Nomination & its Importance
Who is a nominee?
A nominee is a person in whose name assets, securities and other investments are transferred for the purpose of transaction and distribution. However, the actual ownership of the asset lies with the owner, who is also the nominator. Nominees are appointed for property, insurance, mutual funds, stocks, bank deposit accounts and safe deposit accounts to name a few.
Why is a nominee appointed?
The purpose of appointing a nominee is to have someone who is trustworthy and responsible to handle the nominator’s assets after his death.
What is the role of a nominee?
According to most of us, ‘nomination’ means that the asset/property will be transferred to the nominee after the death of the nominator. However, nomination means a ‘right to receive’ the asset and ‘not to own it’. A nominee is responsible to manage the asset as per the nominator’s wishes after his death. But a nominee cannot sell the property unless he is a legal heir.
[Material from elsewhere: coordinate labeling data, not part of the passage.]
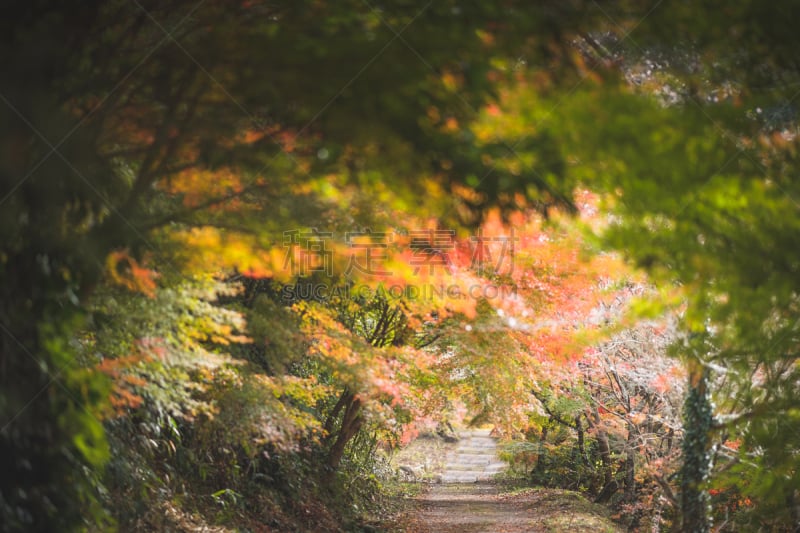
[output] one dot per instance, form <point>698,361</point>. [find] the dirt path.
<point>460,496</point>
<point>485,508</point>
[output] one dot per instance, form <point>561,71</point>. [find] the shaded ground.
<point>485,507</point>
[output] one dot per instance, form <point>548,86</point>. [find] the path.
<point>467,500</point>
<point>474,459</point>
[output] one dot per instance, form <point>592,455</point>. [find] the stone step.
<point>489,442</point>
<point>475,458</point>
<point>465,466</point>
<point>472,450</point>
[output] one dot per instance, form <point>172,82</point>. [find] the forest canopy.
<point>244,245</point>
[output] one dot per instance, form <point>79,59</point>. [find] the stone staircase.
<point>474,459</point>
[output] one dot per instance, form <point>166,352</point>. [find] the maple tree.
<point>154,157</point>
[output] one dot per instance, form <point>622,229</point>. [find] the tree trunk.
<point>695,469</point>
<point>630,465</point>
<point>351,424</point>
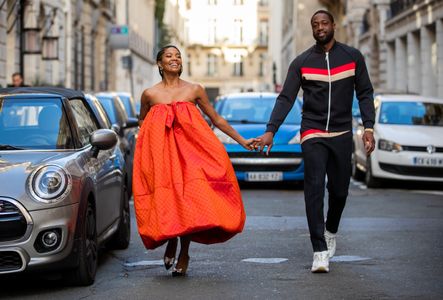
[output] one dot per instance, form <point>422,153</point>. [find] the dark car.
<point>62,188</point>
<point>129,104</point>
<point>126,127</point>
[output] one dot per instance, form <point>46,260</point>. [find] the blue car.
<point>248,113</point>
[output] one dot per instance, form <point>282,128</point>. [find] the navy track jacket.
<point>328,80</point>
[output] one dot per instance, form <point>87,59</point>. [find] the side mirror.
<point>131,123</point>
<point>116,128</point>
<point>102,139</point>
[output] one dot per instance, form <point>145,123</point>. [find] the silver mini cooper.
<point>62,183</point>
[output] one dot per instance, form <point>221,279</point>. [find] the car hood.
<point>284,134</point>
<point>413,135</point>
<point>16,166</point>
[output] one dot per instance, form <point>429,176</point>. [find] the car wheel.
<point>370,180</point>
<point>357,174</point>
<point>121,238</point>
<point>85,272</point>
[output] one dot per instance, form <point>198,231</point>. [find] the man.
<point>328,73</point>
<point>17,80</point>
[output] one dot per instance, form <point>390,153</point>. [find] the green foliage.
<point>163,30</point>
<point>159,10</point>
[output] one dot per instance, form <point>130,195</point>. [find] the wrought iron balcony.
<point>399,6</point>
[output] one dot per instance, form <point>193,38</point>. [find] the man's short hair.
<point>322,11</point>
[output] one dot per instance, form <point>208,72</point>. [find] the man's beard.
<point>326,39</point>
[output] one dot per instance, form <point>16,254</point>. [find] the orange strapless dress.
<point>183,180</point>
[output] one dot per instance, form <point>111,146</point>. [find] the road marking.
<point>265,260</point>
<point>437,193</point>
<point>145,263</point>
<point>348,258</point>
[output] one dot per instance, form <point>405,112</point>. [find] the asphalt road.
<point>390,246</point>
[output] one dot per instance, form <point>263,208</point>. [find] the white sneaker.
<point>330,242</point>
<point>321,262</point>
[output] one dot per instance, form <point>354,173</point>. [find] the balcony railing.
<point>399,6</point>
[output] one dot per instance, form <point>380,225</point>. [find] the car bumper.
<point>408,165</point>
<point>284,163</point>
<point>22,254</point>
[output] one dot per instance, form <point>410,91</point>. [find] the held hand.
<point>251,144</point>
<point>368,142</point>
<point>266,141</point>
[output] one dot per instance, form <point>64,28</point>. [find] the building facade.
<point>58,43</point>
<point>135,68</point>
<point>402,42</point>
<point>68,43</point>
<point>227,45</point>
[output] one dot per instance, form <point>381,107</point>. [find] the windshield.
<point>411,113</point>
<point>109,108</point>
<point>128,106</point>
<point>33,124</point>
<point>255,110</point>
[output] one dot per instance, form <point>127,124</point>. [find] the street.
<point>389,247</point>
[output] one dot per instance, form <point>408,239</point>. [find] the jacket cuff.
<point>271,128</point>
<point>368,124</point>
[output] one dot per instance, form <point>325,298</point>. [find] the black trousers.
<point>329,156</point>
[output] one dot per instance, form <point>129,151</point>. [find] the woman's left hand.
<point>251,144</point>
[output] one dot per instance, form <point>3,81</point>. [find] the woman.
<point>184,184</point>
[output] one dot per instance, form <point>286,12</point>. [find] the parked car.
<point>407,131</point>
<point>248,113</point>
<point>129,104</point>
<point>62,189</point>
<point>126,127</point>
What is the benefit of nomination?
The appointment of a nominee leads to less complications at the time of claim and distribution of the asset in the event of the death of the owner. The legal heir can also be made the nominee in many cases to avoid tedious procedures.
How to appoint a nominee?
In case of most investments, the owner will be required to fill out a form during application with the particulars of the nominee and sign wherever required. Witnesses may also be required, depending on the specification.
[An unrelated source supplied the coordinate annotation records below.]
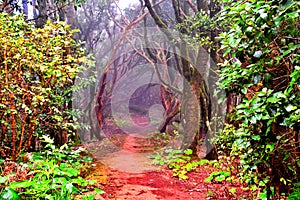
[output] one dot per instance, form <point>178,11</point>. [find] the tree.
<point>260,42</point>
<point>38,67</point>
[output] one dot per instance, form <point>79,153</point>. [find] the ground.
<point>124,171</point>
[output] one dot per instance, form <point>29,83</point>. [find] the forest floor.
<point>124,171</point>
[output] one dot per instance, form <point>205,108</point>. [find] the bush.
<point>38,67</point>
<point>261,46</point>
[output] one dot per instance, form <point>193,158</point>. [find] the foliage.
<point>260,43</point>
<point>217,176</point>
<point>51,174</point>
<point>296,192</point>
<point>178,161</point>
<point>38,67</point>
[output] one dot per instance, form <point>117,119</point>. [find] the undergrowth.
<point>54,173</point>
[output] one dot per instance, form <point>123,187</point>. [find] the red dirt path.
<point>150,183</point>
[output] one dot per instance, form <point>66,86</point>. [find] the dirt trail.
<point>124,171</point>
<point>131,176</point>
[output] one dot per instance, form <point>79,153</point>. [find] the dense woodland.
<point>228,74</point>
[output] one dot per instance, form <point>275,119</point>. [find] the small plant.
<point>218,176</point>
<point>296,192</point>
<point>178,161</point>
<point>54,173</point>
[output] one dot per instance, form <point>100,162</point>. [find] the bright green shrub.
<point>37,70</point>
<point>260,43</point>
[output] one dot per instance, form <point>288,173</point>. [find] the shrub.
<point>38,67</point>
<point>261,46</point>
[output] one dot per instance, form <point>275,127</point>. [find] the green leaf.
<point>290,107</point>
<point>98,191</point>
<point>3,179</point>
<point>188,152</point>
<point>22,184</point>
<point>257,54</point>
<point>9,194</point>
<point>255,137</point>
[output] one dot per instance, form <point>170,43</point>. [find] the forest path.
<point>128,174</point>
<point>124,171</point>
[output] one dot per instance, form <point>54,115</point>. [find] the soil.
<point>124,171</point>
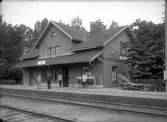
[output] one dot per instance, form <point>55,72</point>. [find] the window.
<point>123,49</point>
<point>53,34</point>
<point>57,50</point>
<point>49,52</point>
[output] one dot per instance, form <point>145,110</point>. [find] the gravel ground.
<point>78,113</point>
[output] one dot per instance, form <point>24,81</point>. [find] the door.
<point>114,73</point>
<point>65,77</point>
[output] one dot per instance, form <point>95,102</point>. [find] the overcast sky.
<point>123,11</point>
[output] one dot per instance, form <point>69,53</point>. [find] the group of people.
<point>39,80</point>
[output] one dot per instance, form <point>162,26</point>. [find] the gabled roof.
<point>99,38</point>
<point>73,33</point>
<point>81,57</point>
<point>30,55</point>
Can a minor (below the age of 18) become a nominee?
In case of making a minor a nominee, the owner will also need to appoint another person, above the age of 18, who can legally receive the proceeds in the event of the death of the owner/holder.
Can there be multiple nominees?
One can appoint multiple nominees for receipt of the proceeds and, in some cases, can also specify the desired share to be given to each nominee.
Can a nominee be changed once appointed?
Yes. A nominee can be changed time and again. The owner would have to contact the company or bank with the request and follow the necessary procedures required by them.
What is a Will?
A Will is a legally-valid document that enables the owner of the property/assets to choose who gets his assets after his death. Thus, a Will becomes operative only after death.
Why is it necessary to make a Will?
It is necessary to make a Will because a Will establishes the intention of the person that after his death assets will only be given to those people who have loved and cared for the person making the Will.
What are the important terms about Wills?
- Testator is the person making a Will.
- Legatee is the person who inherits under the Will.
- Intestate is the person who dies without leaving a Will.
- Executor is the person who has been nominated in a Will to carry out the wishes of the testator’s Will after he dies.
- Beneficiary is person who receives his share under the Will.
- Codicil means when the testator has to make minor changes in the Will.
- Main elements of a Will: The name and identity of the testator, two witnesses and their addresses, the list of assets and their distribution.
How to make a Will?
A Will must have a complete list of the testator’s assets and liabilities and details of their distribution in simple and easy-to-understand language.
A Will should be signed by the testator (the person whose Will is being made) in the presence of at least two witnesses.
A testator must be of sound mind when making a Will. Also, the full names and addresses of the witnesses should be indicated in the Will. A witness should neither be a beneficiary nor an executor of the Will.
What if you want to make changes or make a new Will?
A Will can be changed any number of times but it is only the last Will that is taken into consideration.